A Close Look At Your Tool Box
One of the unforeseen results of all the technology in the golf equipment over the past few decades is that most golfers have really become detached from the real dynamics of their set of clubs. What I call our "tool box".
If the tools aren't right for the job, the job is not going to be done efficiently, or even correctly. One story I like to tell to illustrate this point is the auto mechanic. Let's assume you were referred to two mechanics to work on your new exotic sports car, both highly 'decorated' by the company as having passed all their certifications. So you visit both to see what they are all about. The first one has a whole wall of tools and diagnostic devices, neatly arranged. The other has a few wrenches, screwdrivers, pliers, a hammer and anvil. Which one do you think can get the most out of his training and talent?

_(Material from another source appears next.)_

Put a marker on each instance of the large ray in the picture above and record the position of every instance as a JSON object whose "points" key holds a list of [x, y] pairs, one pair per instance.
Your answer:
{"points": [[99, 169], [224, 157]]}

In your golf bag, you also have a tool kit. And the only way to get the most out of whatever skill and talent you have is to have a tool kit that optimizes what you know how to do. At one end you have a specialized tool called a driver, which is used to launch the ball off the tee. At the other end is a putter, designed to roll the ball across the green, hopefully into the hole.
In between, you have twelve clubs with which to navigate 2-3 miles of the golf course from tee to green. And the game gets much easier if those tools are arranged to make this effort systematic and organized.
But the reality is that the golf equipment manufacturers have been messing with your tool box, so you probably have some "disconnects" in there that are causing you unnecessary problems. The most glaring and damaging to your scoring is that the focus on distance has given you longer shots at the long end of your set, but has widened the distance gaps at the short end. It's not your fault, but just the way the set has "matured".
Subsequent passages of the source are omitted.